Kimika Teorikoa Seminar: Redefining the dielectric response of nanoconfined liquids: insights from water

Speaker

Jon Zubeltzu

Affiliation

University of the Basque Country & Donostia International Physics Center

When
Place

Faculty of Chemistry, Salón de Actos

Recent experiments show that the relative dielectric constant of water confined to a film of nanometric thickness reaches a strikingly low value of 2.1, barely above the bulk's 1.8 value for the purely electronic response [1]. We argue that the relative dielectric constant is not a well-defined measure for dielectric properties at sub-nanometer scales due to the ambiguous definition of confinement width. Instead, we propose the 2D polarisability as the appropriate, well-defined response function whose magnitude can be directly obtained from both measurements and computations. Our molecular-dynamics computations based on density-functional theory and empirical force fields reproduce the previously reported dielectric response of confined water, and importantly indicate a significant reduction, ~ 30%, of the electronic response as compared with the bulk's, contrary to what is widely assumed [2]. These results highlight the importance of accounting for electronic degrees of freedom when interpreting the dielectric response of polar fluids under nanoconfinement conditions.

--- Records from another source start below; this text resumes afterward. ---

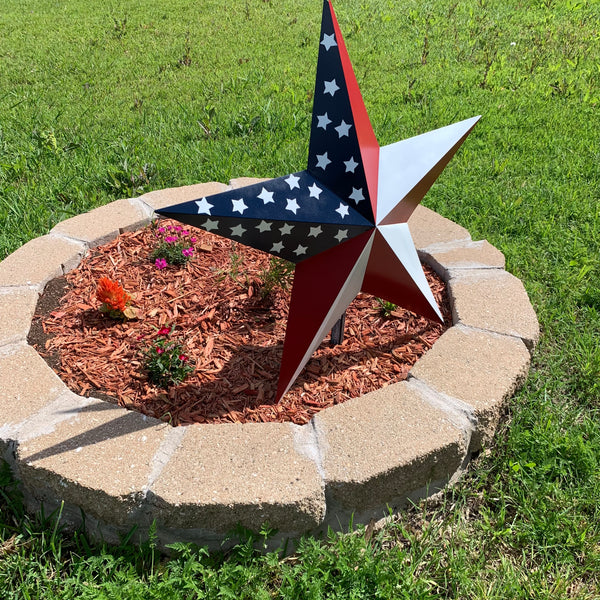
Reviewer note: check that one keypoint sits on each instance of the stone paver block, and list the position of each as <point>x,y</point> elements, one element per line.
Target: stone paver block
<point>380,448</point>
<point>99,459</point>
<point>231,473</point>
<point>17,306</point>
<point>244,181</point>
<point>467,255</point>
<point>478,368</point>
<point>103,224</point>
<point>39,261</point>
<point>427,228</point>
<point>495,301</point>
<point>27,385</point>
<point>170,196</point>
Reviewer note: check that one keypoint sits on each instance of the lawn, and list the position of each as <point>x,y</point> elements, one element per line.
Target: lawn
<point>100,101</point>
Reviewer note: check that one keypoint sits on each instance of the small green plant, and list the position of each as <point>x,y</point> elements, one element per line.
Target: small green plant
<point>386,308</point>
<point>165,360</point>
<point>278,274</point>
<point>175,246</point>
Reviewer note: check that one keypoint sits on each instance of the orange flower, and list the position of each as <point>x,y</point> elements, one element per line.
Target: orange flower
<point>112,295</point>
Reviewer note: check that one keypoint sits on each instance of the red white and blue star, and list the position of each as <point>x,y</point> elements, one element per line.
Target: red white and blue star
<point>343,220</point>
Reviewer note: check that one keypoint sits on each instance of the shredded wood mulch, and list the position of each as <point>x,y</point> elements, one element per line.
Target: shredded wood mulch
<point>230,331</point>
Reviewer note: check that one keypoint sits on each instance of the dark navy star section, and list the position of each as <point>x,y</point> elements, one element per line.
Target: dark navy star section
<point>343,220</point>
<point>292,217</point>
<point>334,155</point>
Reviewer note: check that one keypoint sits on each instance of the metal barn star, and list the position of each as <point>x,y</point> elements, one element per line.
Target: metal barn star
<point>343,220</point>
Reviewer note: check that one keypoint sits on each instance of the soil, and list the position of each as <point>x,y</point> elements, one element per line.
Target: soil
<point>229,312</point>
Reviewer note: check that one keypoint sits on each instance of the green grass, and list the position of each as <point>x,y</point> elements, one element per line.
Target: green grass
<point>104,100</point>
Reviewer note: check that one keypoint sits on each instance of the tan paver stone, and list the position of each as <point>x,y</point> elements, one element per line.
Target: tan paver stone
<point>231,473</point>
<point>380,448</point>
<point>427,228</point>
<point>28,384</point>
<point>40,260</point>
<point>466,255</point>
<point>17,306</point>
<point>244,181</point>
<point>495,301</point>
<point>481,369</point>
<point>99,459</point>
<point>103,224</point>
<point>170,196</point>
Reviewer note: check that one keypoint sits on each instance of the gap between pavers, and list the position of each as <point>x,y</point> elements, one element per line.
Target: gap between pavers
<point>352,461</point>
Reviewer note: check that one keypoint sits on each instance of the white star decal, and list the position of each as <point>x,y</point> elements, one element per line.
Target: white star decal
<point>342,234</point>
<point>328,40</point>
<point>322,161</point>
<point>204,207</point>
<point>264,226</point>
<point>324,120</point>
<point>292,205</point>
<point>265,196</point>
<point>331,87</point>
<point>357,194</point>
<point>238,231</point>
<point>343,210</point>
<point>292,181</point>
<point>350,165</point>
<point>239,206</point>
<point>315,191</point>
<point>343,128</point>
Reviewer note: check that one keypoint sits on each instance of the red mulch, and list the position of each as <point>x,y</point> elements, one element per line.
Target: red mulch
<point>233,335</point>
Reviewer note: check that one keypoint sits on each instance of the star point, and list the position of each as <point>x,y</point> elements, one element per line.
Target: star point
<point>239,206</point>
<point>314,191</point>
<point>342,209</point>
<point>292,205</point>
<point>323,121</point>
<point>266,196</point>
<point>350,165</point>
<point>211,225</point>
<point>292,181</point>
<point>238,230</point>
<point>328,40</point>
<point>331,87</point>
<point>343,129</point>
<point>323,161</point>
<point>263,226</point>
<point>357,195</point>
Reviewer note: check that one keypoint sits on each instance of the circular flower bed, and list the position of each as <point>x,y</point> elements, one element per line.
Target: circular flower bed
<point>216,319</point>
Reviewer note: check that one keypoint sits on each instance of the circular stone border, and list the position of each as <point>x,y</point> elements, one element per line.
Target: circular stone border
<point>115,469</point>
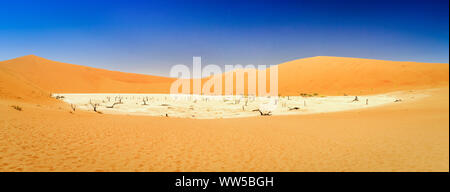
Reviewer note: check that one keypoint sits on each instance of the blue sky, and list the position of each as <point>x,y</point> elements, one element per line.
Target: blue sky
<point>151,36</point>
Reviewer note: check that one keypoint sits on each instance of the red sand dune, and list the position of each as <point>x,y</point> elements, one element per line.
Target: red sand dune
<point>411,135</point>
<point>322,75</point>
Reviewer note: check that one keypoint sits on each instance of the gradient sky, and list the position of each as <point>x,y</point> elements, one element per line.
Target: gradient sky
<point>151,36</point>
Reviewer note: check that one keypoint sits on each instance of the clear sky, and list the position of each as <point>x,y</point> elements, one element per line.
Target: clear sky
<point>151,36</point>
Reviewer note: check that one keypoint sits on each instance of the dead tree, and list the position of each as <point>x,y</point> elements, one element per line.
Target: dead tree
<point>94,105</point>
<point>145,103</point>
<point>112,106</point>
<point>265,113</point>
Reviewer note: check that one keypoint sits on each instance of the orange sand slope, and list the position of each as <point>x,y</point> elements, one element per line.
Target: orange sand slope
<point>338,76</point>
<point>59,77</point>
<point>322,75</point>
<point>407,136</point>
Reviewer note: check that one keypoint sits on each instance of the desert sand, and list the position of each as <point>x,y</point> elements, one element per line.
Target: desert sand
<point>42,133</point>
<point>229,106</point>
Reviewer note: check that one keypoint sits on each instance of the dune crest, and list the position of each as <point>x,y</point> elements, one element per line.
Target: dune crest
<point>322,75</point>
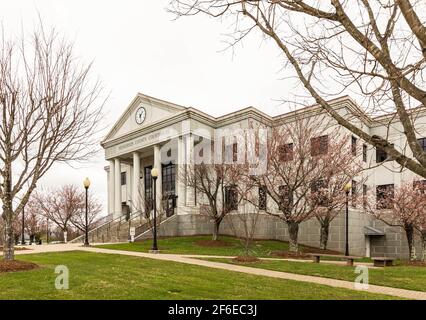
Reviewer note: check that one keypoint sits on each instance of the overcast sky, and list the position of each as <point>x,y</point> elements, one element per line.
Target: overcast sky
<point>137,46</point>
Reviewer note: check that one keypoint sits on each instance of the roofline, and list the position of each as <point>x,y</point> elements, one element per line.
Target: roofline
<point>229,118</point>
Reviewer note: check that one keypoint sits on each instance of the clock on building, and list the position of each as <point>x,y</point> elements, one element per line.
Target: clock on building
<point>140,115</point>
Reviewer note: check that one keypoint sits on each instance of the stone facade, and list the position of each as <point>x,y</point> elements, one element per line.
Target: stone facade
<point>392,244</point>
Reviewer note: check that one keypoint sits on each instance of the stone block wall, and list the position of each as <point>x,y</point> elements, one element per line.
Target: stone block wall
<point>393,244</point>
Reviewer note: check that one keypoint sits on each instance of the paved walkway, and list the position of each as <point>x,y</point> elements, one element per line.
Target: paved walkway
<point>192,259</point>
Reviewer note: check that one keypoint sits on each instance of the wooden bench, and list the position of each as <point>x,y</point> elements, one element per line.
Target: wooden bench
<point>382,261</point>
<point>349,259</point>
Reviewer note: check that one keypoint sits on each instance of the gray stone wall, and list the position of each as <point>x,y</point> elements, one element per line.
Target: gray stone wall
<point>393,244</point>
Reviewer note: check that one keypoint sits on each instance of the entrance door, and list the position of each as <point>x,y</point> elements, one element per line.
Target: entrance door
<point>169,188</point>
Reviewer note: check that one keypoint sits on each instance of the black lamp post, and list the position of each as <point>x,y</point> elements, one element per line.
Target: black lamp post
<point>47,230</point>
<point>23,226</point>
<point>86,184</point>
<point>154,175</point>
<point>348,187</point>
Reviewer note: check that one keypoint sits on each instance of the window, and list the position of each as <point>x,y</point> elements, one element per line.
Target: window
<point>235,152</point>
<point>231,152</point>
<point>231,198</point>
<point>319,190</point>
<point>420,185</point>
<point>286,197</point>
<point>285,152</point>
<point>262,198</point>
<point>354,193</point>
<point>123,178</point>
<point>148,188</point>
<point>353,145</point>
<point>384,196</point>
<point>422,142</point>
<point>168,180</point>
<point>364,196</point>
<point>319,145</point>
<point>364,152</point>
<point>381,155</point>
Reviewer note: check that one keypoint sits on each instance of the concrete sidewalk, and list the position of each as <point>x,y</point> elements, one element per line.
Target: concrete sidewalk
<point>192,259</point>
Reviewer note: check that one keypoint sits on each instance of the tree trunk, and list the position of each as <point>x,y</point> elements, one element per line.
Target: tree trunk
<point>325,226</point>
<point>216,229</point>
<point>293,231</point>
<point>424,245</point>
<point>8,246</point>
<point>409,231</point>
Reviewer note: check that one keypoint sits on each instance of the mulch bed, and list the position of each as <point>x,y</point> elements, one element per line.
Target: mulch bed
<point>246,259</point>
<point>291,255</point>
<point>16,248</point>
<point>415,263</point>
<point>302,254</point>
<point>212,243</point>
<point>16,265</point>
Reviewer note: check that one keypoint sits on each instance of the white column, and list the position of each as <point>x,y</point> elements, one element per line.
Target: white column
<point>111,194</point>
<point>136,190</point>
<point>117,188</point>
<point>190,195</point>
<point>157,164</point>
<point>180,178</point>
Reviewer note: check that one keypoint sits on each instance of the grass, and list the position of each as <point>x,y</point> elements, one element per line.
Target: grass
<point>190,245</point>
<point>399,276</point>
<point>108,276</point>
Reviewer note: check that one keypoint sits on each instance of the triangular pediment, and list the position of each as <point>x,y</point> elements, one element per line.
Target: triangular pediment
<point>154,110</point>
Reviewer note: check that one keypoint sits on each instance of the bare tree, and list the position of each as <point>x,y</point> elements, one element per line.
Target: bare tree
<point>94,208</point>
<point>374,49</point>
<point>211,182</point>
<point>401,207</point>
<point>297,157</point>
<point>50,113</point>
<point>340,165</point>
<point>33,220</point>
<point>60,205</point>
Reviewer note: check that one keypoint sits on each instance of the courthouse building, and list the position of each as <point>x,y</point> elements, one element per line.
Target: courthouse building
<point>156,133</point>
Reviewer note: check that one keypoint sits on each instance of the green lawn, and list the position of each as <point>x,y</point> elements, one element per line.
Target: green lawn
<point>190,245</point>
<point>400,276</point>
<point>108,276</point>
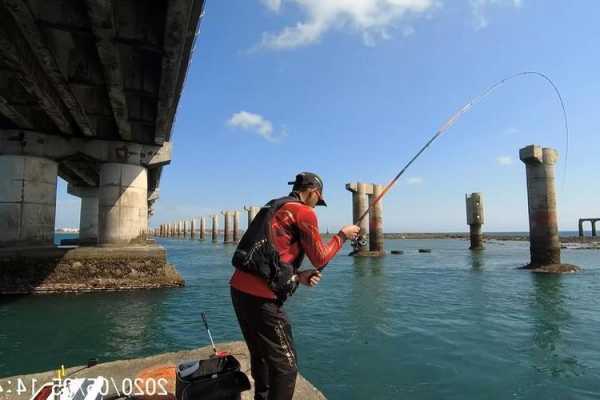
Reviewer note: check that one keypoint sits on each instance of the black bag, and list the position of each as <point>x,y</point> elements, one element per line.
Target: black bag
<point>217,378</point>
<point>256,254</point>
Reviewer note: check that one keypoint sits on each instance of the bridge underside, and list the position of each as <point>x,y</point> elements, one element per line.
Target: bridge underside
<point>88,92</point>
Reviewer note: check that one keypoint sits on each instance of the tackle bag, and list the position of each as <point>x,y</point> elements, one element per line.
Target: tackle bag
<point>217,378</point>
<point>256,254</point>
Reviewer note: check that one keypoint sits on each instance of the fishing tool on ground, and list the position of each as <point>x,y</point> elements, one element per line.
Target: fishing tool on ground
<point>217,378</point>
<point>361,241</point>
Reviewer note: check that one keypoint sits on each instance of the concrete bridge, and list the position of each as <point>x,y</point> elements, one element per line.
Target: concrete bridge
<point>88,92</point>
<point>592,222</point>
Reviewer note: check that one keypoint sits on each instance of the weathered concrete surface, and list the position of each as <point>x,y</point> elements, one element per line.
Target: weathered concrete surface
<point>360,193</point>
<point>123,203</point>
<point>541,196</point>
<point>131,369</point>
<point>88,218</point>
<point>215,228</point>
<point>227,226</point>
<point>475,218</point>
<point>252,211</point>
<point>84,269</point>
<point>27,200</point>
<point>376,242</point>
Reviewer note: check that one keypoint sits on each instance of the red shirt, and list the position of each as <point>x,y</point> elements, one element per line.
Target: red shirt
<point>294,229</point>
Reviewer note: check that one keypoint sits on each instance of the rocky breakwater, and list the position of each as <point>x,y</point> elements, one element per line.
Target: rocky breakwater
<point>84,269</point>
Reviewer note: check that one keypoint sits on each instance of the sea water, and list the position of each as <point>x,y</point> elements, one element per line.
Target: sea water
<point>451,324</point>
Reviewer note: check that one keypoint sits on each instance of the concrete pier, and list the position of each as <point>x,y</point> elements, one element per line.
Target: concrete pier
<point>123,203</point>
<point>27,200</point>
<point>592,222</point>
<point>252,211</point>
<point>363,194</point>
<point>215,227</point>
<point>376,242</point>
<point>475,219</point>
<point>236,226</point>
<point>360,203</point>
<point>202,228</point>
<point>227,226</point>
<point>88,217</point>
<point>543,219</point>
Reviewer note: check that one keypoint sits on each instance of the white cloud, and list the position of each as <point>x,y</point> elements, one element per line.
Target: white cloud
<point>415,180</point>
<point>504,160</point>
<point>511,131</point>
<point>373,19</point>
<point>480,10</point>
<point>273,5</point>
<point>255,123</point>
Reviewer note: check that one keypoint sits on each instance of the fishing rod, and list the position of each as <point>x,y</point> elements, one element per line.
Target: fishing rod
<point>361,242</point>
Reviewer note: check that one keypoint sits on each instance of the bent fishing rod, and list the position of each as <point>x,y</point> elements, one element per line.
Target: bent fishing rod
<point>360,241</point>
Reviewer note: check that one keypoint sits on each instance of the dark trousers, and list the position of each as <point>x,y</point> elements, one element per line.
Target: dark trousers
<point>268,335</point>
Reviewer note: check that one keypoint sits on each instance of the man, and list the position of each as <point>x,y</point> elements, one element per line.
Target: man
<point>294,231</point>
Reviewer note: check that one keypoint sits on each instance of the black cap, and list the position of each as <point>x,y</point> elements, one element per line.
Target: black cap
<point>308,180</point>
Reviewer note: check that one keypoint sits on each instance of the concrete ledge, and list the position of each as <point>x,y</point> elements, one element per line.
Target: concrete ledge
<point>85,269</point>
<point>120,371</point>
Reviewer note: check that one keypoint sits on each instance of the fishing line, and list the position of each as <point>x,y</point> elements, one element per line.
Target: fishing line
<point>467,107</point>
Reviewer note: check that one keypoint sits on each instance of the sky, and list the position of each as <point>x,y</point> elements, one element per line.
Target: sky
<point>351,89</point>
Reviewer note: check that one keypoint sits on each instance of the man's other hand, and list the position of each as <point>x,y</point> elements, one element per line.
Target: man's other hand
<point>350,231</point>
<point>309,277</point>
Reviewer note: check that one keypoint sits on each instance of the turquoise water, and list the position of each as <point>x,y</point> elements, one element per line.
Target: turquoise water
<point>445,325</point>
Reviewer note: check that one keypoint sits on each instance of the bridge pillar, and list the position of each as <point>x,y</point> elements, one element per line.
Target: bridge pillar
<point>215,227</point>
<point>202,228</point>
<point>359,205</point>
<point>27,200</point>
<point>123,202</point>
<point>227,231</point>
<point>376,242</point>
<point>541,196</point>
<point>88,217</point>
<point>252,211</point>
<point>475,219</point>
<point>236,226</point>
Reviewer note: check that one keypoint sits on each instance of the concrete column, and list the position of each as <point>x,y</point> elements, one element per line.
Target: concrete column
<point>376,243</point>
<point>202,228</point>
<point>541,196</point>
<point>475,218</point>
<point>88,217</point>
<point>215,227</point>
<point>227,234</point>
<point>252,211</point>
<point>236,226</point>
<point>27,201</point>
<point>123,196</point>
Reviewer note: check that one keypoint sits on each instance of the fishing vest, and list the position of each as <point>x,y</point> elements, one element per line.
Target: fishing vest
<point>256,254</point>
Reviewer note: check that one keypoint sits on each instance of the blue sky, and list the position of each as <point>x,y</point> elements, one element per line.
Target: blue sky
<point>352,89</point>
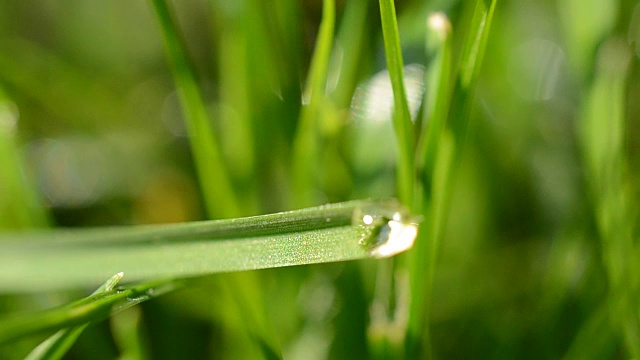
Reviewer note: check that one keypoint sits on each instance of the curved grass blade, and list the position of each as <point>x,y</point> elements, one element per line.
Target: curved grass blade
<point>59,343</point>
<point>337,232</point>
<point>93,308</point>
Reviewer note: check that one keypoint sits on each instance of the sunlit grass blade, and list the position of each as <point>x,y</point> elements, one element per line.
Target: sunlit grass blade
<point>19,203</point>
<point>306,146</point>
<point>602,134</point>
<point>439,153</point>
<point>433,159</point>
<point>58,344</point>
<point>350,50</point>
<point>336,232</point>
<point>219,197</point>
<point>401,116</point>
<point>93,308</point>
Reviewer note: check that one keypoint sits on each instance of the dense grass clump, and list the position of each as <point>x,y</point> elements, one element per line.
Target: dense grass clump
<point>504,130</point>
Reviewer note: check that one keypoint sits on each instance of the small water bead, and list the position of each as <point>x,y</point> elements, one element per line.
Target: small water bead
<point>386,234</point>
<point>395,237</point>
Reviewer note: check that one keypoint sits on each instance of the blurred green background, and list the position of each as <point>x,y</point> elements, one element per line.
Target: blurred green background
<point>539,259</point>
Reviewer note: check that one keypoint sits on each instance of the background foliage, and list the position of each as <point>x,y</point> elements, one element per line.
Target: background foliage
<point>539,256</point>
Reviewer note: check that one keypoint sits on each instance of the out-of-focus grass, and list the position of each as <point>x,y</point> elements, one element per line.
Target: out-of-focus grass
<point>537,256</point>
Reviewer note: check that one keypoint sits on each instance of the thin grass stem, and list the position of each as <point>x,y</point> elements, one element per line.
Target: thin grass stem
<point>337,232</point>
<point>401,117</point>
<point>219,197</point>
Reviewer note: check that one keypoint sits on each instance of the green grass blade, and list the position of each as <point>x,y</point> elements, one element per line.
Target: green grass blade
<point>602,134</point>
<point>19,205</point>
<point>438,94</point>
<point>337,232</point>
<point>306,146</point>
<point>401,116</point>
<point>58,344</point>
<point>434,159</point>
<point>93,308</point>
<point>219,197</point>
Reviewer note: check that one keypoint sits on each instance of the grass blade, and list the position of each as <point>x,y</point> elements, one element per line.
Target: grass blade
<point>306,144</point>
<point>602,131</point>
<point>219,197</point>
<point>434,159</point>
<point>337,232</point>
<point>58,344</point>
<point>401,116</point>
<point>93,308</point>
<point>19,205</point>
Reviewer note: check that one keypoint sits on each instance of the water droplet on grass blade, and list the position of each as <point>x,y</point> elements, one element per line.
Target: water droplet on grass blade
<point>394,237</point>
<point>385,235</point>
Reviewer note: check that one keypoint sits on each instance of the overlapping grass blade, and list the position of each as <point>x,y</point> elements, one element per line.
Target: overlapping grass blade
<point>433,159</point>
<point>93,308</point>
<point>66,259</point>
<point>58,344</point>
<point>401,117</point>
<point>306,144</point>
<point>19,204</point>
<point>219,197</point>
<point>602,134</point>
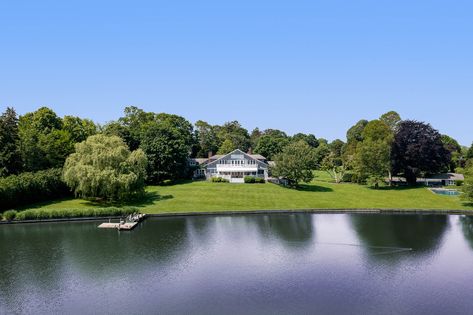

[1] L. Fumagalli, A. Esfandiar, R. Fabregas, S. Hu, P. Ares, A. Janardanan, Q. Yang, B. Radha, T.Taniguchi, K.
Watanabe, G. Gomila, K. S. Novoselov, A. K. Geim (2018). Anomalously low dielectric constant of confined water. Science, 360(6395), 1339-1342.
[2] J. Zubeltzu, F. Bresme, M. Dawber, M. Fernandez-Serra, and E. Artacho (2025). Redefining the dielectric response of
nanoconfined liquids: insights from water. arXiv preprint arXiv:2412.01347.